Segundo ele, "é possível que mais fábricas fechem ou operem de forma pouco econômica" devido a essa ociosidade.
Em relação à unidade de Camaçari, que é uma fábrica muito mais moderna do que as outras três, mais uma vez o entrave seriam suas avantajadas dimensões. Já a linha da Troller seria pequena demais, com o agravante de que a Ford se nega a vender a marca e os direitos para produzir o T4 - só oferta o terreno e os ativos nele instalados.
"Pode até aparecer montadora disposta a comprar a fábrica de Camaçari, mas a capacidade para fabricar até 250 mil carros por ano limita bastante os possíveis interessados", pondera Flavio Padovan.
'Não será shopping'
Sócio-fundador da Construtora São José, Mauro Silvestri aguarda a conclusão do processo de venda do terreno da Ford em Taubaté, que depende de aprovação do Cade (Conselho Administrativo de Defesa Econômica) e deve ser concluído no prazo de 60 a 90 dias.
O executivo revela que a empresa ainda vai bater o martelo sobre o que será construído no lugar da fábrica, que ocupa um terreno de 970 mil m².
"Faremos um diagnóstico para saber as carências e a vocação da região na área de logística e também para algum empreendimento comercial", diz Silvestri.
Questionado, ele nega que esse empreendimento comercial será um shopping center.
"Não será shopping, já existe um ao lado do terreno. Nosso intuito também não é construir um condomínio residencial. Como em São Bernardo, avaliamos erguer em Taubaté um centro logístico, voltando às origens da nossa empresa, e, possivelmente, um hospital ou posto de saúde de pequeno porte", afirma o executivo em entrevista a UOL Carros.
Segundo Mauro Silvestri, esse hospital seria privado e construído de acordo com a modalidade "built to suit", na qual o imóvel é feito sob encomenda para locação, seguindo as especificações e as necessidades do futuro locatário.
"Qualquer decisão será tomada somente após o aval da prefeitura, como fazemos em todos os municípios onde temos empreendimentos. Esse hospital atenderia os futuros funcionários do centro logístico e também a população em geral", diz o empresário.
De acordo com ele, a expectativa é de gerar cerca de 2,5 mil vagas de emprego em Taubaté, mais aproximadamente 500 postos durante a fase de construção.

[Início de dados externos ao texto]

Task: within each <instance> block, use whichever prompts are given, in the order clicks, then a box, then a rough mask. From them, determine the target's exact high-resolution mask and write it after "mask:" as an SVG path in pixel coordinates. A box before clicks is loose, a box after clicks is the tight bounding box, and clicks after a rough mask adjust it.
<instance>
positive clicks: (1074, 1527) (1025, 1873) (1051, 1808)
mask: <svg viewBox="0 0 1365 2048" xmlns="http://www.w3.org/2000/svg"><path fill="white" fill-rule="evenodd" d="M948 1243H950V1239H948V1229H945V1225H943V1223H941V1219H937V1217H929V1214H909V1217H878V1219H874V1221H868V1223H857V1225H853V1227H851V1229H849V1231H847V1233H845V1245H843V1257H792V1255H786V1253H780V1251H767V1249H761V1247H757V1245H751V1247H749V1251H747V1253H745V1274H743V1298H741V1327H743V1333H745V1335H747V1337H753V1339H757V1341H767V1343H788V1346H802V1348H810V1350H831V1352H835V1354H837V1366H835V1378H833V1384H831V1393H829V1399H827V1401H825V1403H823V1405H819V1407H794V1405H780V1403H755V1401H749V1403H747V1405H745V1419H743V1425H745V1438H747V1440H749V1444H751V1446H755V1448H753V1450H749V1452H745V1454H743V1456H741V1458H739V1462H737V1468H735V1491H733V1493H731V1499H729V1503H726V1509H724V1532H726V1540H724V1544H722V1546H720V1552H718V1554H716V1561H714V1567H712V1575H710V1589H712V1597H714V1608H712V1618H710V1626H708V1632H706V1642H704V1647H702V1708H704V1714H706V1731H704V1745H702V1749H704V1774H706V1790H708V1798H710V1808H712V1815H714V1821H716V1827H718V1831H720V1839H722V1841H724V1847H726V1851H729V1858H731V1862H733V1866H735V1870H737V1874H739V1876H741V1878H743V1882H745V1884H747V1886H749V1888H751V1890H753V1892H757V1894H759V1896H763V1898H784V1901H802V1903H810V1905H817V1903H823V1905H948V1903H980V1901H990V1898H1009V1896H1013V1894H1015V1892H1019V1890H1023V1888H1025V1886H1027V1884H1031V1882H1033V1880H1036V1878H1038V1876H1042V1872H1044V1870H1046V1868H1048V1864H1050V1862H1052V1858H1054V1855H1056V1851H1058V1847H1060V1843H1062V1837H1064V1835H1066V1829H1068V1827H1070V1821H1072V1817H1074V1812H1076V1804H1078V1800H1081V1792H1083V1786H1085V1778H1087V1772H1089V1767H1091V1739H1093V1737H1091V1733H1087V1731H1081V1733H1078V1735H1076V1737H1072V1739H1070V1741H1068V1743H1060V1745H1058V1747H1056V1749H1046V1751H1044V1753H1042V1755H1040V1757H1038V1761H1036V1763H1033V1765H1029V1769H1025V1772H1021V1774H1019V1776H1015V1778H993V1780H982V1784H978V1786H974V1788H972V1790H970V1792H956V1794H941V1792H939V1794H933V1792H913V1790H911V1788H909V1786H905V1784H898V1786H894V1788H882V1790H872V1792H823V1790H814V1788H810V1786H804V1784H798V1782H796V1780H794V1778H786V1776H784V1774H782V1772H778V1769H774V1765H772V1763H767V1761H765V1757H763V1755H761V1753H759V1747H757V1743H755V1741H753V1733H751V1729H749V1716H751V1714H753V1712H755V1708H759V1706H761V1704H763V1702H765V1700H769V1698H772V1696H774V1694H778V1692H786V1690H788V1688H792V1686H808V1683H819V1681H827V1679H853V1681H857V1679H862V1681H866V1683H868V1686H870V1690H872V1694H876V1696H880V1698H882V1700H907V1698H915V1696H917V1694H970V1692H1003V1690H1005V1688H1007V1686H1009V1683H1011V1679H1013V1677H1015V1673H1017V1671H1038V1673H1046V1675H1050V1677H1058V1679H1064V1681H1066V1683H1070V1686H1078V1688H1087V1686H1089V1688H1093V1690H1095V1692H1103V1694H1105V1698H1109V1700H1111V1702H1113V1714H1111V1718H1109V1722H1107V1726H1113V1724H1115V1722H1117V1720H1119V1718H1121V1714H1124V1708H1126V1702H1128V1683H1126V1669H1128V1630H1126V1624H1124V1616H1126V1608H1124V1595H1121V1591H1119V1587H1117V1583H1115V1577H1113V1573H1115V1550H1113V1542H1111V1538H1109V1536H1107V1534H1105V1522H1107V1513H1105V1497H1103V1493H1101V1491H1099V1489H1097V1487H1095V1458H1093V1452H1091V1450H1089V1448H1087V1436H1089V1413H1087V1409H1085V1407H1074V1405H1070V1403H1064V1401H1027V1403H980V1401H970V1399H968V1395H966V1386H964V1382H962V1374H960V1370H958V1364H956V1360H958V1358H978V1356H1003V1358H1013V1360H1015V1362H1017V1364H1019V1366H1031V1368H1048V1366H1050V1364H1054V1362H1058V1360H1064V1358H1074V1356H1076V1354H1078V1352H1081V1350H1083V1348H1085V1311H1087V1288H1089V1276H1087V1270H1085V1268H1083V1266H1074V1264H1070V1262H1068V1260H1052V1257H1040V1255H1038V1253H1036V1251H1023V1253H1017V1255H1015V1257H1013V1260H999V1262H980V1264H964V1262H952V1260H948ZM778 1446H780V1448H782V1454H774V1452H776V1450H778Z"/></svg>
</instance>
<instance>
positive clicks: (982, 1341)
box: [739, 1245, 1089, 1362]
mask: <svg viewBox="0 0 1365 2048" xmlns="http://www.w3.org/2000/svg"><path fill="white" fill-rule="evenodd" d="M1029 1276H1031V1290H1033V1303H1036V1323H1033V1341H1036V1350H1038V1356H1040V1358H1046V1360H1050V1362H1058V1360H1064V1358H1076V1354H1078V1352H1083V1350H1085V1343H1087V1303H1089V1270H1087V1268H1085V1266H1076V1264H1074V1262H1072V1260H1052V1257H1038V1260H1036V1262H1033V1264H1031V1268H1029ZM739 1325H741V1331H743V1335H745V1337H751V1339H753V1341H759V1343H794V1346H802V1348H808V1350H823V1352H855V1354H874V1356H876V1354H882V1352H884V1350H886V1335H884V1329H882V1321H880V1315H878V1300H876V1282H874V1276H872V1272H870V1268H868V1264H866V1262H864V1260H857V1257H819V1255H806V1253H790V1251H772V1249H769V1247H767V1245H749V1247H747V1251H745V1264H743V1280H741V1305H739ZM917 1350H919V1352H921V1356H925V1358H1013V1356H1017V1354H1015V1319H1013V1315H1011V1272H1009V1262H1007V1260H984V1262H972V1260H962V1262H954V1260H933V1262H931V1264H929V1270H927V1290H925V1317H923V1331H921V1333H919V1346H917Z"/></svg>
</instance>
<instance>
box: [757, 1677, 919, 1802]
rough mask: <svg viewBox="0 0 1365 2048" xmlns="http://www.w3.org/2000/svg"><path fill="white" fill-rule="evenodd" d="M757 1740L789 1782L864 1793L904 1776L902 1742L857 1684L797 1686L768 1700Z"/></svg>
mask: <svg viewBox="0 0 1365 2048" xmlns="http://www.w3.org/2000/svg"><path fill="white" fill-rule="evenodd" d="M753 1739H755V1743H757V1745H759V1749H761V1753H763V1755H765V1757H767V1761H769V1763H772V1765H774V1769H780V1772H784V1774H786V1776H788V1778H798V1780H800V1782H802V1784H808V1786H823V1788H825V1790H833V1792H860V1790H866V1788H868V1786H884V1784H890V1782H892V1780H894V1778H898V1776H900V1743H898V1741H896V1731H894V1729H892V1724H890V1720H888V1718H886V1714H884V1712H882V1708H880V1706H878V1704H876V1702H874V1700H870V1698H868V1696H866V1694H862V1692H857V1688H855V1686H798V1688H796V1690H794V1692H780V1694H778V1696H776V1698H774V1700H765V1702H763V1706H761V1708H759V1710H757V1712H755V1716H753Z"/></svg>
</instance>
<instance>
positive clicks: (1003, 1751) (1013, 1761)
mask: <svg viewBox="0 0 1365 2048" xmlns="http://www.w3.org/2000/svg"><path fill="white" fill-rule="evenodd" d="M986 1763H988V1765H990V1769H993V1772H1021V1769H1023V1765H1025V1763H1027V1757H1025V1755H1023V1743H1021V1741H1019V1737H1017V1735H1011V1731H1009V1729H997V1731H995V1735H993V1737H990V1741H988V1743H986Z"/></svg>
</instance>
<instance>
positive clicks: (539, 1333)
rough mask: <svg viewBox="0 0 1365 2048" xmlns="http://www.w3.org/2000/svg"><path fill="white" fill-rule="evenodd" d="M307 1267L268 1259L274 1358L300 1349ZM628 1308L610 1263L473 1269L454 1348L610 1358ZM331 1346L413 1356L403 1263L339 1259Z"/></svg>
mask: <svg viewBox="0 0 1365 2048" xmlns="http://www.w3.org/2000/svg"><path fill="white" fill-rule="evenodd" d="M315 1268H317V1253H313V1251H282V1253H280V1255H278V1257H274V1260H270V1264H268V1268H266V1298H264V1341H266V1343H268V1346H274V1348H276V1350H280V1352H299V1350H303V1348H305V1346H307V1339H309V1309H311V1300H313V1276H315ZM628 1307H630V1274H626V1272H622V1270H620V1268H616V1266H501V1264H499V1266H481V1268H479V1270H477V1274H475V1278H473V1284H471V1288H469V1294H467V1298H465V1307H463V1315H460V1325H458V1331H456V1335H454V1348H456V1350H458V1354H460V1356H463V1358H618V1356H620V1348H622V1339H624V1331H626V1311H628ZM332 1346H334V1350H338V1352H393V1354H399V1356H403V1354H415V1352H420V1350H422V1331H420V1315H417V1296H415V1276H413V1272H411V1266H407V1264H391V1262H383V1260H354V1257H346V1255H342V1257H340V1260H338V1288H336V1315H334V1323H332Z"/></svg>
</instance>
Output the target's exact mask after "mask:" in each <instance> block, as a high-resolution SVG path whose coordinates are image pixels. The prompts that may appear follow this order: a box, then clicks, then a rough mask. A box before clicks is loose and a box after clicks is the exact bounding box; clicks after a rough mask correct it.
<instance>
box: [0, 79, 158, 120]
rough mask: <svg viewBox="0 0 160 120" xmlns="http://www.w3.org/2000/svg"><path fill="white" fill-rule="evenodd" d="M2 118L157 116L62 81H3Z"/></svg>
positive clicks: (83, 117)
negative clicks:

Silvestri acrescenta que as instalações da Ford no Vale do Paraíba hoje contam com 130 mil m² de área construída - distribuídos em dois blocos de galpões "em excelente estado", totalizando 105 mil m², mais outros três blocos que, somados, chegam a 25 mil m² - e necessitam de reforma.
Se a transação de Taubaté for confirmada, será o terceiro imóvel pertencente à Ford vendido à Construtora São José, que há pouco mais de dez anos inaugurou o Mooca Plaza Shopping na capital paulista, no terreno onde ficava outra fábrica da montadora norte-americana.
Centro logístico no ABC deve ficar pronto no fim de 2025
Mauro Silvestri diz, ainda, que está em análise a construção de outro hospital no terreno de São Bernardo do Campo, também na modalidade "built to suit", porém maior. Ainda não está definido qual cliente iria operar os futuros hospitais, esclarece.
A projeção é de que o centro logístico no ABC gere 4,5 mil empregos, além de outros 500 postos durante as obras na área de 1 milhão de m².
Sócio-diretor da PIB Incorporadora, parceira da São José no empreendimento de São Bernardo do Campo, Carlos Carbone informa que a obra já tem alvará de construção emitido pela prefeitura e deve começar em julho.
"Serão seis etapas e a primeira tem conclusão prevista para meados de 2023, já com o início da locação dos respectivos galpões. A previsão é de que a sexta etapa termine no fim de 2025".
Carbone informa, ainda, que a construção terá 480 mil m² de área e vai aproveitar cerca de 10% dos galpões originais - o restante está na etapa final de demolição.